Le gouvernement chinois, quant à lui, a mis un verrou total sur les informations relatives aux origines du virus. Pékin n’a pas encore fourni aux experts américains des échantillons du nouveau coronavirus prélevés sur les premiers cas. Le laboratoire de Shanghai qui a publié le nouveau génome du coronavirus le 11 janvier a été rapidement fermé par les autorités pour « rectification ». Plusieurs des médecins et des journalistes qui ont fait état de la propagation du virus ont disparu.
Le 14 février, le président chinois Xi Jinping a appelé à accélérer l’adoption d’une nouvelle loi sur la biosécurité. Mercredi, CNN a rapporté que le gouvernement chinois avait imposé de sévères restrictions, exigeant l’approbation de toute institution de recherche avant toute publication sur l’origine du nouveau coronavirus.

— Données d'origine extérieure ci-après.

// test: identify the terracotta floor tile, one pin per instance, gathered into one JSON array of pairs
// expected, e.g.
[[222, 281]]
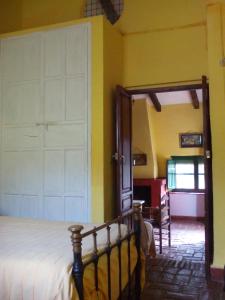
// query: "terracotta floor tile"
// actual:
[[178, 273]]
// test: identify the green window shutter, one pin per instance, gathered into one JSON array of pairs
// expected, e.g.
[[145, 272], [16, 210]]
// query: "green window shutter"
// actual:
[[171, 174]]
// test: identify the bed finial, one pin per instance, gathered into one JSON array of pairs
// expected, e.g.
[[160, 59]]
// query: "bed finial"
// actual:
[[78, 268], [137, 211], [76, 237], [137, 230]]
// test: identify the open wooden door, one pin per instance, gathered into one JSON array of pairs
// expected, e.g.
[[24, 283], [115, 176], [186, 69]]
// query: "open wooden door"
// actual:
[[123, 154], [208, 178]]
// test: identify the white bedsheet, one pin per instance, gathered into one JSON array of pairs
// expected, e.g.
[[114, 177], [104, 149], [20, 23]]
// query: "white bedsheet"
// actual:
[[36, 258]]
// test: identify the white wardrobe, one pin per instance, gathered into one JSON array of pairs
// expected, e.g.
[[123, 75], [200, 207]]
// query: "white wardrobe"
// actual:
[[45, 124]]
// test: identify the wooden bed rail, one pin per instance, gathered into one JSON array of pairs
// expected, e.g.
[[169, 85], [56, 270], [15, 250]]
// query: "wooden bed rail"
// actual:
[[133, 221]]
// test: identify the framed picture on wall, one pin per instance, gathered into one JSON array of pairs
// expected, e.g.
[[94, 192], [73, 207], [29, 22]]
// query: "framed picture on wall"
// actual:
[[188, 140]]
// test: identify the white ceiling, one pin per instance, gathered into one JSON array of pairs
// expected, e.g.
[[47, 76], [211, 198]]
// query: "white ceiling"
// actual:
[[170, 98]]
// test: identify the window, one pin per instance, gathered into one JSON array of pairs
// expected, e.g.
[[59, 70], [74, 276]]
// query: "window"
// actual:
[[186, 173]]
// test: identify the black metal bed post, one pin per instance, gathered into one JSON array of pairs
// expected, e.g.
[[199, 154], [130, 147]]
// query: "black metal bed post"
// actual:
[[78, 268], [137, 230]]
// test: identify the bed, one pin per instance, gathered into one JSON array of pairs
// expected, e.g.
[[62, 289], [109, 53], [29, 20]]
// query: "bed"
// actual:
[[37, 261]]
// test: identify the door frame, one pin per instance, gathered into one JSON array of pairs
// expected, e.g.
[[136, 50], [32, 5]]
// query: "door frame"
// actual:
[[209, 245]]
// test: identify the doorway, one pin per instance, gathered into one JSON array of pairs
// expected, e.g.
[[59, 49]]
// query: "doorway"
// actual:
[[193, 91]]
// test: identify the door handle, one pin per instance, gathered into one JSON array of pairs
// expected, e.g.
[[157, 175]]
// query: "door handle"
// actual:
[[115, 156], [208, 154]]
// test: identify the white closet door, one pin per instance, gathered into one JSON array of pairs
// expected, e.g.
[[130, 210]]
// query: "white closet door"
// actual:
[[45, 125]]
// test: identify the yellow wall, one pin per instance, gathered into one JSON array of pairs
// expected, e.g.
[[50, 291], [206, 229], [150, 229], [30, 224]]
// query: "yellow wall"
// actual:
[[168, 124], [164, 42], [142, 139], [216, 42], [113, 74]]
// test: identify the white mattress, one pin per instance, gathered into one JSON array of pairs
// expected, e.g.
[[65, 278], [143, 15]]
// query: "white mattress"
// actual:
[[36, 258]]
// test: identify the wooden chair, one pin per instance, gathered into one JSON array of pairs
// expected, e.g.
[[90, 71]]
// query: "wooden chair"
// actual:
[[159, 217]]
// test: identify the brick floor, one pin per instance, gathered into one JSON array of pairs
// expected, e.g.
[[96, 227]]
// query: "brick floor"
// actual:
[[179, 272]]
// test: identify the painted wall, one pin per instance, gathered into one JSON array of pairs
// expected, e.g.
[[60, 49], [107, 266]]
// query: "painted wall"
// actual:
[[164, 42], [188, 205], [168, 124], [216, 42], [163, 45], [113, 75], [143, 139], [23, 14]]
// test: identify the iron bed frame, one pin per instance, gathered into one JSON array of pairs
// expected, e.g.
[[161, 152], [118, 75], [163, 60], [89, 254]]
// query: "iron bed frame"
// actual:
[[132, 219]]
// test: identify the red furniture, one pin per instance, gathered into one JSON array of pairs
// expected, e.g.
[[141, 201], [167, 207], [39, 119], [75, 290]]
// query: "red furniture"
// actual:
[[157, 188]]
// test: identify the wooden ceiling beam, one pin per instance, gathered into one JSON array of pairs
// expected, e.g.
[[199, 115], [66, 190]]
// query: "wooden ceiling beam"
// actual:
[[155, 101], [194, 99], [109, 10]]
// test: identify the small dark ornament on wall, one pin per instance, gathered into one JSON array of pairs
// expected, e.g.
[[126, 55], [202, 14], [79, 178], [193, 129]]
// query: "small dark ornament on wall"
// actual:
[[139, 159], [188, 140]]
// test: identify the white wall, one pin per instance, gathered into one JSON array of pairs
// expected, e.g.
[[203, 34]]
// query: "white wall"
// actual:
[[187, 204]]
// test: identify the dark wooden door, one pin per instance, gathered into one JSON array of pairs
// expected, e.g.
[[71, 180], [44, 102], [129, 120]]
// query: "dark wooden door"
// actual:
[[208, 177], [123, 154]]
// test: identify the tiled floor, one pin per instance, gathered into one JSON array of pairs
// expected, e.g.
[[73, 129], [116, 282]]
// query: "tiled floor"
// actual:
[[179, 272]]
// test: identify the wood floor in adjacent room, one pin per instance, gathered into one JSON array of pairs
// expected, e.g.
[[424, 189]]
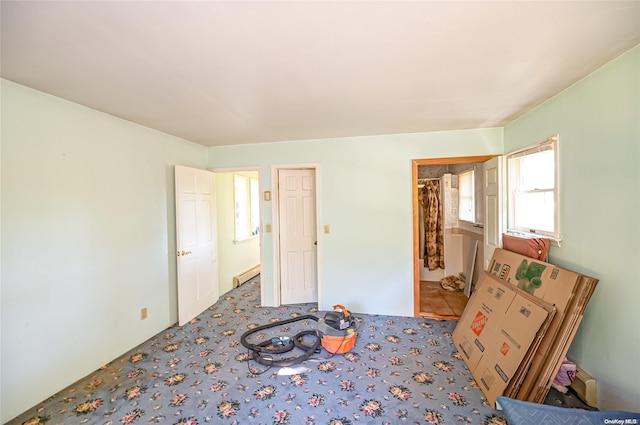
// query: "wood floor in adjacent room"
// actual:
[[438, 303]]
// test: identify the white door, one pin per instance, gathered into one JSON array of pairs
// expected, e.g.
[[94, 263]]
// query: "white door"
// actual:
[[298, 239], [196, 242], [493, 214]]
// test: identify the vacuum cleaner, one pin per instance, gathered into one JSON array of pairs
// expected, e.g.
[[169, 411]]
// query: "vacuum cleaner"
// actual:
[[336, 332]]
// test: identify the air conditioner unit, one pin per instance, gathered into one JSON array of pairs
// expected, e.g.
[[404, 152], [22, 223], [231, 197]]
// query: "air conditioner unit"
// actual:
[[585, 387]]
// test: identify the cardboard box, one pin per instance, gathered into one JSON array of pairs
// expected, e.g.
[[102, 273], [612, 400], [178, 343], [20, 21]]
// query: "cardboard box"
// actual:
[[481, 319], [552, 284], [568, 291], [498, 328]]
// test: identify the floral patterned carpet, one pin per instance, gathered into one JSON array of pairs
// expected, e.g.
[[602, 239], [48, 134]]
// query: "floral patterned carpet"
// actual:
[[401, 371]]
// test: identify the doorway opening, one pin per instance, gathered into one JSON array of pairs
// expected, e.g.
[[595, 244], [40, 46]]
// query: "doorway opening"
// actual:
[[431, 299], [239, 209]]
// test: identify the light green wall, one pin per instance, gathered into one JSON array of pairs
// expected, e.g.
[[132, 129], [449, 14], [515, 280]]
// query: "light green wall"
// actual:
[[233, 257], [87, 239], [598, 120], [364, 194]]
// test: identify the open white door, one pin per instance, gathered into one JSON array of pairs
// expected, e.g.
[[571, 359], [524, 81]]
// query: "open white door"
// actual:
[[494, 223], [298, 239], [196, 242]]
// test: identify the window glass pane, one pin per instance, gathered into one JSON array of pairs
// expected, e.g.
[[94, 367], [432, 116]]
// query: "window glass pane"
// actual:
[[255, 207], [535, 210], [466, 196], [537, 171], [241, 206], [532, 187]]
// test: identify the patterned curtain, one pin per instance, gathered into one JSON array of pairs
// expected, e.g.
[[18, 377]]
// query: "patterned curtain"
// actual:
[[433, 247]]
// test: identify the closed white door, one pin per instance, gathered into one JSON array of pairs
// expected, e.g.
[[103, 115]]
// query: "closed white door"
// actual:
[[492, 190], [196, 242], [298, 238]]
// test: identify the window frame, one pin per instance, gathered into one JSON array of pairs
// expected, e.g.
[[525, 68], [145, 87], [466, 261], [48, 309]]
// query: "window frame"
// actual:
[[246, 209], [551, 143], [472, 173]]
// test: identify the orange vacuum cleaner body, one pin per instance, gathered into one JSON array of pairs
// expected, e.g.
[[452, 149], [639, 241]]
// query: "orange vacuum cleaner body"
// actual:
[[338, 330]]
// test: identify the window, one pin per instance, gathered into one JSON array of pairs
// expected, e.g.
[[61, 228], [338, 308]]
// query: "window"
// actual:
[[466, 196], [247, 206], [532, 186]]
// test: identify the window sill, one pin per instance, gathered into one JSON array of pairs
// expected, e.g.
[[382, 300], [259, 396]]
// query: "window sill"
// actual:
[[552, 241], [250, 238]]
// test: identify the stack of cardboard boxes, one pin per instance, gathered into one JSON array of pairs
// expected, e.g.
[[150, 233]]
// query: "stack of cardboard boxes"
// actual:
[[519, 323]]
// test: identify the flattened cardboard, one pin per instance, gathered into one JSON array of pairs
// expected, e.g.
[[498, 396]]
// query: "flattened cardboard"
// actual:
[[568, 291], [552, 284], [500, 326], [517, 335]]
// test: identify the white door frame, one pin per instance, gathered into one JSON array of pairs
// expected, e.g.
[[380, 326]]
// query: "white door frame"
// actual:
[[276, 228]]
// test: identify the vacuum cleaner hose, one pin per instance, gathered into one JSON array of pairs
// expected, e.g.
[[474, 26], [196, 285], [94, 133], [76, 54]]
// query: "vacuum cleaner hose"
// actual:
[[263, 351]]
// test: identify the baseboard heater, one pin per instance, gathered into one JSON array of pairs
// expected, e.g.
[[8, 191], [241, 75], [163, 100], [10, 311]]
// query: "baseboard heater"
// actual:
[[585, 386], [246, 275]]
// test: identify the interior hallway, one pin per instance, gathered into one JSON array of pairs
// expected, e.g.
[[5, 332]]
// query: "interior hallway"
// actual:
[[438, 303]]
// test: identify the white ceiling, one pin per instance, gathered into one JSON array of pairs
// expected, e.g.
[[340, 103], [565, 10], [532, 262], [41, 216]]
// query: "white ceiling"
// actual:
[[220, 73]]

L’histoire de l’origine n’est pas seulement une question de culpabilité. Il est essentiel de comprendre comment la nouvelle pandémie de coronavirus a commencé, car cela permet de savoir comment prévenir la prochaine. Le gouvernement chinois doit faire preuve de transparence et répondre aux questions concernant les laboratoires de Wuhan, car ils sont essentiels à notre compréhension scientifique du virus, a déclaré M. Xiao.
Nous ne savons pas si le nouveau coronavirus provient du laboratoire de Wuhan, mais le câble a mis en évidence le danger qu’il représente et incite à le découvrir, a-t-il ajouté.
« Je ne pense pas qu’il s’agisse d’une théorie de la conspiration. Je pense que c’est une question légitime qui doit faire l’objet d’une enquête et d’une réponse », a-t-il déclaré. « Comprendre exactement comment cela a pris naissance est une connaissance essentielle pour empêcher que cela ne se reproduise à l’avenir. »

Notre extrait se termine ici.